In November, the Tashkent Declaration on Culture of Peace and UNESCO Activities in Member States has turned 18.

The Declaration was adopted in 1998 in Tashkent during the session of the Executive Board of UNESCO, held for the first time in the CIS. Uzbekistan was not chosen as a venue by chance. Here, enlightenment, science and culture have from ancient times received special attention.

Respect for the national values and history of more than 190 member states is the main principle of the UNESCO activity. The work of this organization proves that science and culture lead mankind towards light and kindness, and calls on nations to rally around these humanistic ideas.

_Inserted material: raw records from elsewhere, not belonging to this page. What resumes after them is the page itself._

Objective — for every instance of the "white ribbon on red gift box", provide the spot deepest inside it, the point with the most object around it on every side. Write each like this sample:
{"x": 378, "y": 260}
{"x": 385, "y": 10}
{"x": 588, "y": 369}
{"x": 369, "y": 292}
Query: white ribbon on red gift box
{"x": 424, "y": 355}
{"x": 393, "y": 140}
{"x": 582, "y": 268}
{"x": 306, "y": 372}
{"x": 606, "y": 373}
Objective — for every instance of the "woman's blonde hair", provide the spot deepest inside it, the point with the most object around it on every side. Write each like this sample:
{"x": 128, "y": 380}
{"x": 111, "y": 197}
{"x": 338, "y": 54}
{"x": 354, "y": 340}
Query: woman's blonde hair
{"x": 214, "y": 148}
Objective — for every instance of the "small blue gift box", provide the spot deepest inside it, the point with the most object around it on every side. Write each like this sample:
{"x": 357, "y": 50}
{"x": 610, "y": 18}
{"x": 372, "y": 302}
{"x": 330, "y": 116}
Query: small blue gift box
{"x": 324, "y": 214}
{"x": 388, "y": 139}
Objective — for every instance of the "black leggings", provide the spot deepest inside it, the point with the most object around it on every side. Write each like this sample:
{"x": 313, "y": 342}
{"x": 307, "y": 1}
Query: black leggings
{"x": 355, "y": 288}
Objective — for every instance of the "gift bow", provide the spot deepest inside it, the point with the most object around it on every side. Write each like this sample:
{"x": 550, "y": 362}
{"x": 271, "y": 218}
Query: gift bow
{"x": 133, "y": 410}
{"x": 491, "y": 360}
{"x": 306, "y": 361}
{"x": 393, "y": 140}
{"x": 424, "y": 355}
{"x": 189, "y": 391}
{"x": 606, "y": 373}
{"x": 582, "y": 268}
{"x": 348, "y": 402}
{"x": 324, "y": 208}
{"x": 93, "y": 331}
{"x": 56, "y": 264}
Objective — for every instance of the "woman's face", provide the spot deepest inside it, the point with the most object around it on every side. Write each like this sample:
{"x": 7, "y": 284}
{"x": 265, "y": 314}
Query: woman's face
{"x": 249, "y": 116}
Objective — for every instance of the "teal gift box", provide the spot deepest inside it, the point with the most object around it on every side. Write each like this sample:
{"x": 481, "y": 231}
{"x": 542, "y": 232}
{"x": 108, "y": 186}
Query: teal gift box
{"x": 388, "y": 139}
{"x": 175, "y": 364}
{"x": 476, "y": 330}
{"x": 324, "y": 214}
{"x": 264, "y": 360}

Uzbekistan has been actively cooperating with this authoritative organization, one of the main objectives of which was and remains the identification, protection and preservation of cultural and natural heritage. To date, 300 objects of cultural heritage of 88 countries – the customs, traditions, festivals, cuisine, folklore, songs and dances are included in the List of Cultural Heritage of Humanity. Among them are four ancient cities of Uzbekistan – Samarkand, Bukhara, Khiva and Shahrisabz. In addition, our national values, the holiday Navruz and the Katta ashula, Shashmaqom and Askiya as masterpieces of the oral and intangible cultural legacy are included in the relevant UNESCO Representative List.

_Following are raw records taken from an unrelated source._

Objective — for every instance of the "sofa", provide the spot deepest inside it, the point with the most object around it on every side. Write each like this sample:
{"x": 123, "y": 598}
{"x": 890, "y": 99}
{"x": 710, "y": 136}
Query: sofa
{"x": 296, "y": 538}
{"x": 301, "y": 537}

Speaking of the activities of the organization in Uzbekistan, the head of the UNESCO office in Uzbekistan Krista Pikkat said: “Thanks to the richness and diversity of cultural expressions, the work in the field of culture is perhaps the most important and interesting part of the activities of our office in Uzbekistan. Through the support of crafts and tourism, restoration of monuments, UNESCO contributes to the development of culture. The organization’s activities are based on a number of regulatory documents in the field of culture, in particular the Convention on the Protection of the World Cultural and Natural Heritage (1972), the Convention for Safeguarding the Intangible Cultural Heritage (2003), ratified by Uzbekistan. The established trust-based relationships provide for a solid foundation for the further consolidation and enhancement of cooperation.”